Research projects

The research programs in Dr. Huang’s laboratory focus on mechanisms of tumor progression, invasion and metastasis, and on effective therapeutic approaches. The laboratory has extensive research experience in molecular determinants of brain metastasis, in epigenetics mechanisms of glioma and cancer stem cell, and their impacts on cancer cell resistance to therapeutics.

Brain metastasis occurs in about 20% of all patients with cancer and is associated with poor survival.  The studies from the laboratory have yielded mechanistic insights into the roles of angiogenesis, invasion, and signaling pathways of brain metastasis. For example, we discovered for the first time that Stat3 plays a major role in the regulation of tumor invasion, angiogenesis, and brain metastasis. Moreover, we have identified the upstream signal transduction pathways leading to activation of Stat3 pathway.  Furthermore, we demonstrated the effectiveness of a Stat3 inhibitor WP1066 in controlling brain metastasis in a preclinical model of breast cancer brain metastasis.

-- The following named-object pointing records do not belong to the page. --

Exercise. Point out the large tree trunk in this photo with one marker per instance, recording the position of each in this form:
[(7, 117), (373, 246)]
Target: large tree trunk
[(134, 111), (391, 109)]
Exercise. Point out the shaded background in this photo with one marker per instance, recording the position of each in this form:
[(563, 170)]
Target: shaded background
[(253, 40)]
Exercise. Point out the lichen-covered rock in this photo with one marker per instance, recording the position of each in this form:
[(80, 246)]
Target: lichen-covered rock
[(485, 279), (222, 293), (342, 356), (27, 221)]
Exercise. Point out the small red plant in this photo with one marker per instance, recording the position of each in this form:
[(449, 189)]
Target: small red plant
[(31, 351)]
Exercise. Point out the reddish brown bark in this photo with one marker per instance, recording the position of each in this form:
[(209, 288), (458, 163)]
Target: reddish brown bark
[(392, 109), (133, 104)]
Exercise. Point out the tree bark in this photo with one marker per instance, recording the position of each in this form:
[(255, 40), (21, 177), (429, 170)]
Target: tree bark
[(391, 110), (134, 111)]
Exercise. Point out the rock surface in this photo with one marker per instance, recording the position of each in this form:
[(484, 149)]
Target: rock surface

Moreover, the basic and translational knowledge of the mechanisms of brain metastasis gained from our research could provide guidance for the development of novel targeted therapies to combat this disease.

Research from the laboratory has determined the critical roles of the epigenetics mechanisms in gliomagenesis and cancer stem cell formation including gene transcriptional regulation, histone methylation and RNA m6A methylation. For examples, the Wnt/β-catenin signaling pathway is aberrantly activated in human cancers and is critical for cancer formation. A key feature of Wnt signaling activation is β-catenin nuclear localization, for which the underlying molecular mechanisms remain elusive. We showed that FoxM1 directly interacts with β-catenin and is necessary and sufficient for its nuclear localization and transcriptional activation in tumor cells. Our finding provides an improved understanding of the molecular mechanisms underlying β-catenin activation in tumors. We also interested in the roles of m6A RNA modification as well as long noncoding RNA in cancer development. We found that m6A demethylase ALKBH5 is required for the proliferation and tumorigenesis of glioma stem cells. Moreover, we identified FoxM1 as a key target of ALKBH5 which mediates ALKBH5’s function in glioma stem cells and discovered a long noncoding RNA that facilitates demethylation of FoxM1 nascent transcripts by ALKBH5. These significant findings were recently published in Cancer Cell and highlighted by the “Research Watch” of Cancer Discovery. These studies contribute to a better understanding of the molecular mechanisms that regulate the self-renewal and tumorigenic properties of glioma.

Current research involves studies epigenetics mechanisms of gene expression including histone methylation and ubiquitination, and RNA m6A methylation, and their impacts on cancer cell resistance to therapeutics.